These Ginger Pumpkin Cookies are made with both ground ginger and candied ginger for extra gingery flavor. The sweet, spicy cookies are filled with whipped pumpkin ganache. You read that right, PUMPKIN ganache, OMG!
Why these are THE BEST Ginger Pumpkin Cookies!
This is a fairly straight-forward cookie recipe so not much to discuss there. But the bestest thing about this recipe is the pumpkin ganache filling.
Originally, I planned to make a ginger cookie with a white chocolate ganache filling.
Of course fall is the perfect time of year to make ginger cookies. As I was making the white chocolate ganache for the filling the idea just popped into my head to try mixing some pumpkin puree into the ganache.
I wasn’t sure if it would set up enough with the puree mixed in. But, happily, it did. And it is delicious. And it is light and airy. And the flavors work perfectly together.
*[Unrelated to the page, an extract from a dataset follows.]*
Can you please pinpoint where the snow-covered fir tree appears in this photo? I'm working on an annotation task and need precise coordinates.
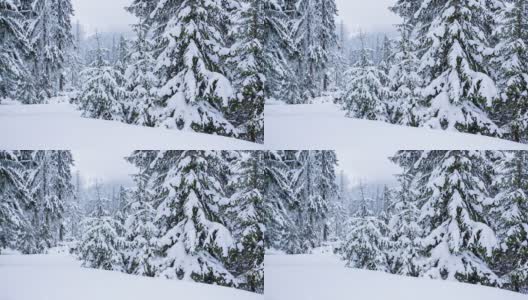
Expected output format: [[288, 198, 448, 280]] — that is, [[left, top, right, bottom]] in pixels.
[[0, 151, 32, 250], [339, 185, 389, 271], [262, 0, 302, 103], [264, 151, 337, 254], [228, 0, 265, 143], [153, 0, 238, 136], [494, 0, 528, 143], [492, 151, 528, 292], [388, 170, 421, 277], [292, 151, 329, 253], [130, 151, 235, 286], [28, 0, 73, 101], [124, 171, 158, 277], [77, 182, 123, 271], [387, 24, 422, 127], [123, 21, 158, 127], [417, 151, 499, 285], [417, 0, 502, 136], [24, 151, 73, 253], [292, 0, 337, 98], [343, 32, 389, 121], [79, 32, 126, 121], [261, 151, 295, 253], [227, 151, 265, 293], [0, 0, 30, 103]]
I hope you love these cookies as much as I do.
How to make Ginger Pumpkin Cookies
See the recipe card for detailed measurements and instructions.
- Mince the candied ginger.
- Scoop the cookie dough into 1 1/2″ balls and roll them in granulated sugar.
- Flatten each cookie slightly.
- Make the pumpkin ganache and set it aside to cool to room temperature.
- Just before assembling the cookies, whip the ganache until it’s light and airy.
- Pipe or spread the ganache onto the flat side of half of the cookies.
- Sandwich the cookies.
Ginger Pumpkin Cookies can be stored at room temperature for 1 day, refrigerated for 3-4 days and frozen for 1 month.
More Pumpkin Recipes
If you love this recipe as much as I do, I’d really appreciate a 5-star review.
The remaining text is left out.